6/21/2014

How Copyright laws and lobbyists stiffle innovation

TorrentFreak reported that Flixtor and Torrentlookup was shutdown by the developers voluntarily due to pressure from MPAA. They were looking down the barrel of a huge lawsuit and were not capable to defend themselves in courts.

I haven't seen nor used Flixtor, but from the screencap and description i gather it was quite a bit of innovation - a competing product for Netflix but using torrents as the distribution mechanism and apparently free for users.

Now this is the kind of innovation we need, but is being stiffled by MPAA, RIAA and the likes. Just imagine,easy to use app for the newest movies and a huge selection, powered by bittorrent on the backend hence costing 0 for the developers to handle the distribution of data, and free for users.

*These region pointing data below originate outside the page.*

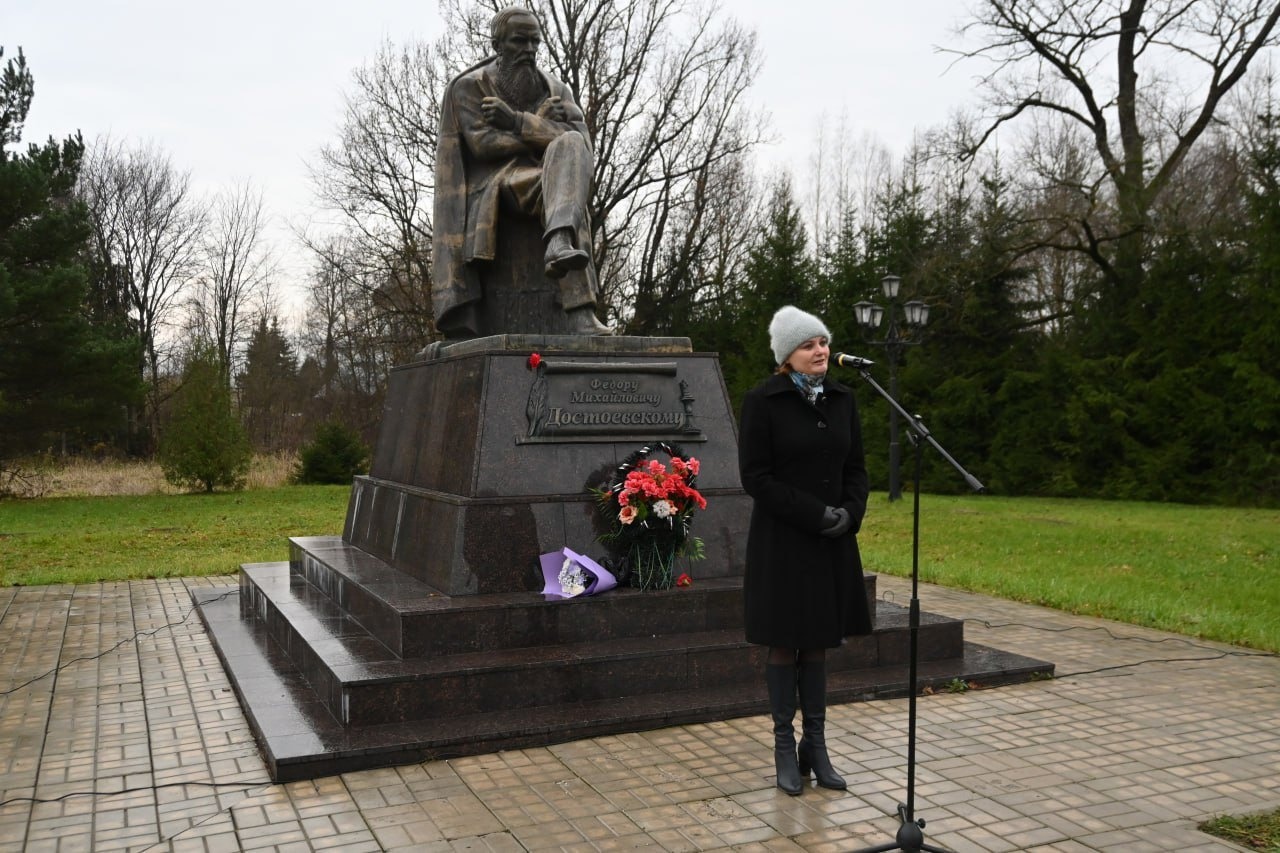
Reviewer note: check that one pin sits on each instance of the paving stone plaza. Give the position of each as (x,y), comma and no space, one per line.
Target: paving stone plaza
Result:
(1127,758)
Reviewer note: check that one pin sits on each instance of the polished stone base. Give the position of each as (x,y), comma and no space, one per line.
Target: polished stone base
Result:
(423,632)
(302,666)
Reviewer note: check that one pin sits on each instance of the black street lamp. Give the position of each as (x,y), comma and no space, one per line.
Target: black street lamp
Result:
(897,337)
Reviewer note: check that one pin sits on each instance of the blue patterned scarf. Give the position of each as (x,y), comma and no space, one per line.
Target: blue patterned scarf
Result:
(810,386)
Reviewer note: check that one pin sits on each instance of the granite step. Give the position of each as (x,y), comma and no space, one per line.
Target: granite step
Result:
(361,682)
(415,620)
(301,739)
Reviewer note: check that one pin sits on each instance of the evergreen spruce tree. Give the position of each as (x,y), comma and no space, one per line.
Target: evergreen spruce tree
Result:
(60,373)
(270,395)
(780,270)
(202,445)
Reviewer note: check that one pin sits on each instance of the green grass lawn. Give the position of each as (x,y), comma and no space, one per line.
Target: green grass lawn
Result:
(1205,571)
(85,539)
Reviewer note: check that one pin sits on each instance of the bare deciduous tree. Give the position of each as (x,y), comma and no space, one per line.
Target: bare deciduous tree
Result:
(237,269)
(147,227)
(378,177)
(1139,80)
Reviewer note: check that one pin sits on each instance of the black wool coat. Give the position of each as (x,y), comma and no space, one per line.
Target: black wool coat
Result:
(801,589)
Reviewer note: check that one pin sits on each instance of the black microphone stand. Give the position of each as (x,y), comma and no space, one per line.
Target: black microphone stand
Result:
(910,834)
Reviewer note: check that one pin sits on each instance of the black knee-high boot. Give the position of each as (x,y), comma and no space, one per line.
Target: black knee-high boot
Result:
(813,743)
(781,679)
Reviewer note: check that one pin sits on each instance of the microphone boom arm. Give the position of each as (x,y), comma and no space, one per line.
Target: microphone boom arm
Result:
(918,427)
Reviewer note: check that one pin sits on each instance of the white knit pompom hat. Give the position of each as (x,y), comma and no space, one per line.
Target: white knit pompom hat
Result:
(792,327)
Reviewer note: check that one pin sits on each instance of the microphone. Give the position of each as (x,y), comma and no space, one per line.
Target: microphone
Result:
(851,361)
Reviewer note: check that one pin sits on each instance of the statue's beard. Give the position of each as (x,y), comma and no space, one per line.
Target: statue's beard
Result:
(520,85)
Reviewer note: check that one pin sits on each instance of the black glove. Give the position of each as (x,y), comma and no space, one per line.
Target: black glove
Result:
(836,521)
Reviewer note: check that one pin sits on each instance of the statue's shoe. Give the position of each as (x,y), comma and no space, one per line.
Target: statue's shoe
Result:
(560,263)
(583,320)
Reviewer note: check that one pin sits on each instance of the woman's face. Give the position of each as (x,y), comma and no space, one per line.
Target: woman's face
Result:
(810,356)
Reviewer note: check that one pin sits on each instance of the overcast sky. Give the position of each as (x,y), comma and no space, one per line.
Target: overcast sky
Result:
(248,91)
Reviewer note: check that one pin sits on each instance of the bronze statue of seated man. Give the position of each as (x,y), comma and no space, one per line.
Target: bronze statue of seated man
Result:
(512,144)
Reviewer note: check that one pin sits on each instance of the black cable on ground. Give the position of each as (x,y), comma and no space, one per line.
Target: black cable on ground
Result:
(1217,655)
(150,632)
(132,790)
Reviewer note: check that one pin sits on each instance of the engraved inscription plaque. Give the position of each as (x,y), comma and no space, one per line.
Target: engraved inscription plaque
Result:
(609,401)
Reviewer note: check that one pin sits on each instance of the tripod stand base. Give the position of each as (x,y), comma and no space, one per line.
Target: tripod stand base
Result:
(910,836)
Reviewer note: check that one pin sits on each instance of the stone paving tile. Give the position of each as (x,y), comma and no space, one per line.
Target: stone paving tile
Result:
(1125,758)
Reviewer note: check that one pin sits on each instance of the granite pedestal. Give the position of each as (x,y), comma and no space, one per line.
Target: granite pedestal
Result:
(423,632)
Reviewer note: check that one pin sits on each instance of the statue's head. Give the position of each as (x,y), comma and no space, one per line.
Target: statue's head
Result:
(516,36)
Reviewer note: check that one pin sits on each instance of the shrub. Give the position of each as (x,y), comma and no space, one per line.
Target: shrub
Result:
(336,455)
(204,445)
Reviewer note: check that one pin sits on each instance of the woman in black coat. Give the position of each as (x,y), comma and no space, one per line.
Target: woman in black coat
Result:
(800,454)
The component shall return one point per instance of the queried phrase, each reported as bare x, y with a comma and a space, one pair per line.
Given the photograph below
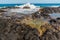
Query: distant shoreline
42, 5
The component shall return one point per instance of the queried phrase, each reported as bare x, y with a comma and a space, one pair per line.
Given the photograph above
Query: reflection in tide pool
55, 15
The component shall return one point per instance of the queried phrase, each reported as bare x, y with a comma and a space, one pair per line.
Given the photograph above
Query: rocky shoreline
35, 26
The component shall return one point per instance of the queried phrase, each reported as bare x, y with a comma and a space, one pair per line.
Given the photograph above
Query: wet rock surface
14, 31
11, 28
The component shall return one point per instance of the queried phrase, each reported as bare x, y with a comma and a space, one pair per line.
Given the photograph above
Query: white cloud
31, 1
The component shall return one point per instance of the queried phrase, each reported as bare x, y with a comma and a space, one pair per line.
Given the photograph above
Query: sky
27, 1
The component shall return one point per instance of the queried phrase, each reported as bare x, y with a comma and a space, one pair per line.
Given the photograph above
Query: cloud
30, 1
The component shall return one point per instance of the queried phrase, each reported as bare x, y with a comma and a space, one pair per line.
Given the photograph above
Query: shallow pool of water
55, 15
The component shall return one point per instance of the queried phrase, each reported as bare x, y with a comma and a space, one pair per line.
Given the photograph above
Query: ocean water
41, 5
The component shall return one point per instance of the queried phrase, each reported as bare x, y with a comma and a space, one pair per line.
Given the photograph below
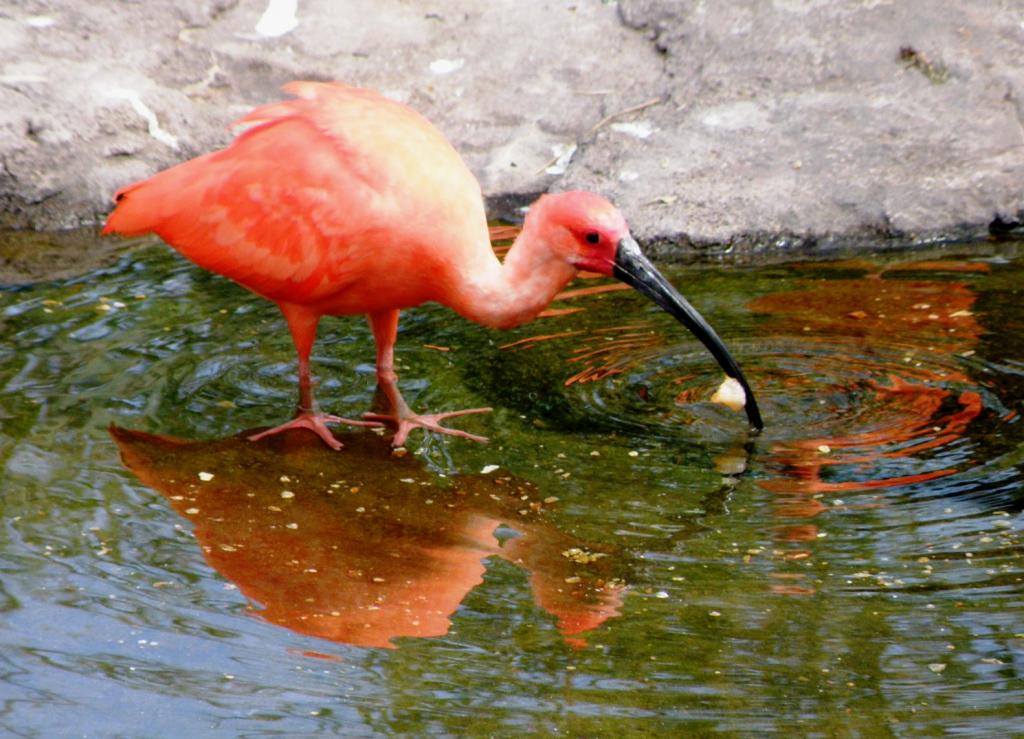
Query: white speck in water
446, 67
279, 18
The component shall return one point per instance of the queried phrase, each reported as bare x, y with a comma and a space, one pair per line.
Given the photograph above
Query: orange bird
343, 202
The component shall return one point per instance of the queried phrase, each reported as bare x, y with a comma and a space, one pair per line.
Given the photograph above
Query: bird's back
325, 201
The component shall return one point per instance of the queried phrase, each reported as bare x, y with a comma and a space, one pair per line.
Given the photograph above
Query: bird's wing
293, 208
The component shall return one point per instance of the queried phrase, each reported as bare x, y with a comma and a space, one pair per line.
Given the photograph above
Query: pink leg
385, 328
302, 323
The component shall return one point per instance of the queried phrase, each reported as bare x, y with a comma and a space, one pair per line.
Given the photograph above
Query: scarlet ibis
342, 202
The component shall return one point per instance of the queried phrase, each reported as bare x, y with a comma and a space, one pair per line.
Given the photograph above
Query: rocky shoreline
733, 128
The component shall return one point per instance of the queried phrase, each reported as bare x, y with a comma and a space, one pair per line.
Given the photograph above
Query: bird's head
591, 234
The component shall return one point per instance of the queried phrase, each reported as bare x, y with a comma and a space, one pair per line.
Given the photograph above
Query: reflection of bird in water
364, 547
911, 413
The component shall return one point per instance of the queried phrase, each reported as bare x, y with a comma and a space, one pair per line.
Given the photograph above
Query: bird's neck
505, 295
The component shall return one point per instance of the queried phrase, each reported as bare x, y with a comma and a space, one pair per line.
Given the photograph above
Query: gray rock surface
744, 125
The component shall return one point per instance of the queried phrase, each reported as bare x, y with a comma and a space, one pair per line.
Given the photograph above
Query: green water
855, 570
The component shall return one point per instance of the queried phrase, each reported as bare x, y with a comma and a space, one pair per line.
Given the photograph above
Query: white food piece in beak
730, 393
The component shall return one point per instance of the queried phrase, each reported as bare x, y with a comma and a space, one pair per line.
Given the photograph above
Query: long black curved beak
635, 269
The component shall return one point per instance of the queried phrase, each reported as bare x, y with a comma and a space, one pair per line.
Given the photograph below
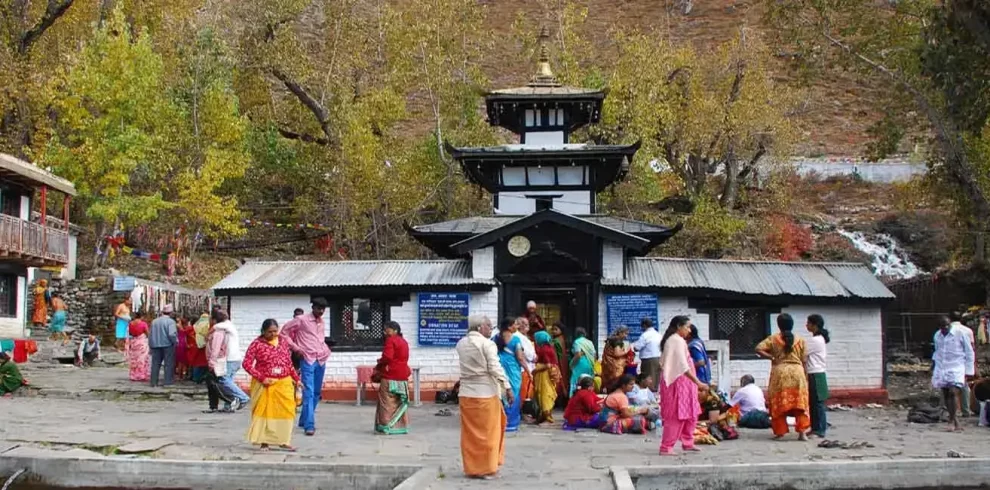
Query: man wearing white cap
163, 338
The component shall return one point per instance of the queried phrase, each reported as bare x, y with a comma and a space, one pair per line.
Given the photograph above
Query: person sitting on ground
641, 396
89, 351
752, 404
10, 375
620, 416
584, 407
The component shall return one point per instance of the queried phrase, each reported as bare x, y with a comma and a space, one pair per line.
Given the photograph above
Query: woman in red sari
679, 386
393, 372
788, 390
195, 354
275, 389
561, 346
546, 377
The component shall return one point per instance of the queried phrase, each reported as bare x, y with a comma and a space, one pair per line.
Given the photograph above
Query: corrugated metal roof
564, 149
36, 174
484, 224
831, 280
288, 275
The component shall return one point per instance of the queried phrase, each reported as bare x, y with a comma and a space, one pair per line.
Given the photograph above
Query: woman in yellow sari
788, 393
274, 389
546, 376
615, 356
39, 316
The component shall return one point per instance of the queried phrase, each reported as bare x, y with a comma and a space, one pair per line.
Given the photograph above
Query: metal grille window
8, 296
359, 325
744, 328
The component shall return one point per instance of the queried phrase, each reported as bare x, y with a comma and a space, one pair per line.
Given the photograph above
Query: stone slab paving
540, 457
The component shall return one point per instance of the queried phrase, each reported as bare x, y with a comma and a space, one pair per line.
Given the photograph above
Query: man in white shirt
234, 357
957, 323
648, 347
529, 353
483, 384
752, 404
954, 359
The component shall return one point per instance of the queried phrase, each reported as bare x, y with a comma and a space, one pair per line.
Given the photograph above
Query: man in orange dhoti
483, 384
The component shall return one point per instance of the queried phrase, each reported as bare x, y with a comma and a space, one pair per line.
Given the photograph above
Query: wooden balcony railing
33, 242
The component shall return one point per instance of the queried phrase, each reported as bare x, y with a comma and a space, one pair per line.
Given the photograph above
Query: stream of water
888, 259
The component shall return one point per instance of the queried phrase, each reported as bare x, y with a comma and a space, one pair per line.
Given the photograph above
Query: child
182, 350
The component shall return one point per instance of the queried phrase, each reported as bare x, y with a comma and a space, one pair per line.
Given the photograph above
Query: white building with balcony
30, 239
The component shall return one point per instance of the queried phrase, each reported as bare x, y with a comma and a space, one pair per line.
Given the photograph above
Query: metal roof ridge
356, 261
749, 261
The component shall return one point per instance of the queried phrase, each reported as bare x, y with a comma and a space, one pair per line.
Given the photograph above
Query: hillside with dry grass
835, 111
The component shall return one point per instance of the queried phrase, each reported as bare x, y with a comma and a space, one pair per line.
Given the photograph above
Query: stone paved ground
68, 414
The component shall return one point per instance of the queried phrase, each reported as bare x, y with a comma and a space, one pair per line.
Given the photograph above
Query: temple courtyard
99, 411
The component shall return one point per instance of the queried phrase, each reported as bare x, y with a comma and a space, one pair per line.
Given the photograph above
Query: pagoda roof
606, 164
449, 238
566, 150
540, 92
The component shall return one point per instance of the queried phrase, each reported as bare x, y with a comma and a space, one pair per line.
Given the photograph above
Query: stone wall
90, 304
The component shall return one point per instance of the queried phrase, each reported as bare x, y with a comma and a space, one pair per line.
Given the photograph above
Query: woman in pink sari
679, 407
138, 352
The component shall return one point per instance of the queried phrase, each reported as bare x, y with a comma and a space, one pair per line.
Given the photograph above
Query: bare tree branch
318, 110
54, 10
292, 135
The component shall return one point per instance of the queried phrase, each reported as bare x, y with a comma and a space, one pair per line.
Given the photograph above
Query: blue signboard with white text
442, 318
629, 310
124, 283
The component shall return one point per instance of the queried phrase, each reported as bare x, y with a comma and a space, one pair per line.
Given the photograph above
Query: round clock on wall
518, 246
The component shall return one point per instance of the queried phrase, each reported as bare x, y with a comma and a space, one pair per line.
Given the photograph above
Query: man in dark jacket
163, 338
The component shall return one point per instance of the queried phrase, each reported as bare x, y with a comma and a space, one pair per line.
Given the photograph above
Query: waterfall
889, 260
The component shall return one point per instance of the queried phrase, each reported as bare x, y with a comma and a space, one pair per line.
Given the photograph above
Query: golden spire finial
544, 75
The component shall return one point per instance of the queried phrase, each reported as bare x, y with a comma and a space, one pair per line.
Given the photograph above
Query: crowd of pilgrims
660, 380
524, 370
519, 373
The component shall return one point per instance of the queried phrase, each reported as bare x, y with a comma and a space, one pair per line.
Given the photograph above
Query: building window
10, 204
744, 328
8, 296
358, 324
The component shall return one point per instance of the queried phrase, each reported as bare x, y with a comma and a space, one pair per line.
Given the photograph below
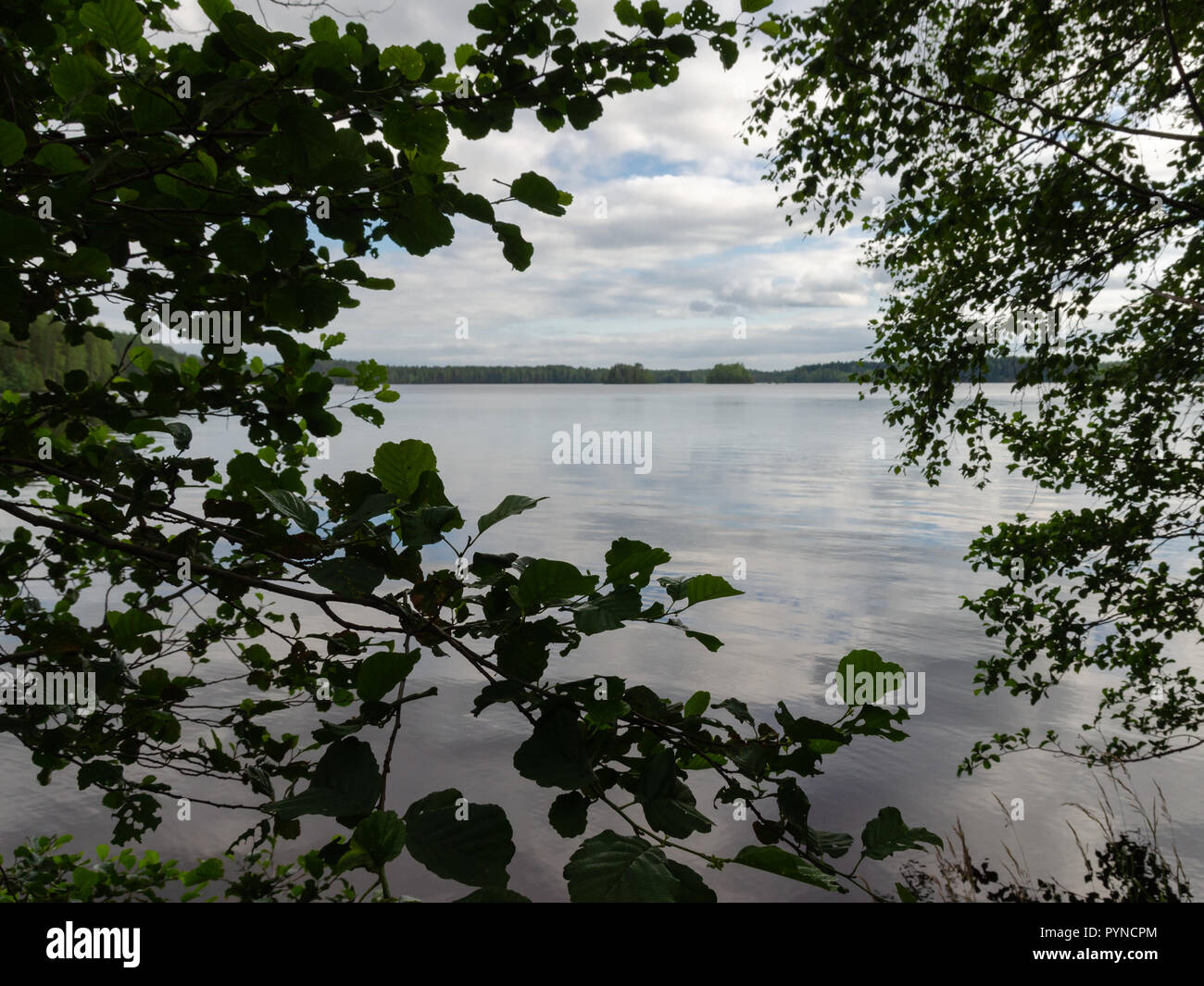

Why, couldn't they just work with them? Make some kind of deal to keep this innovation moving. The irony is that this is the kind of innovation which actually is in the best interest of copyright holders, really the only question should be how do we monetize this platform where our releases freshly available and has a huge market, and has zero distribution costs, worldwide access.  Even if the copyright holders would receive just few cents per viewing of a movie, they would stand to make a killing when something like this becomes popular enough.
Since distribution is powered by Bittorrent, it's accessible from China, India etc. at the same flat rate, and those are some huge markets out there.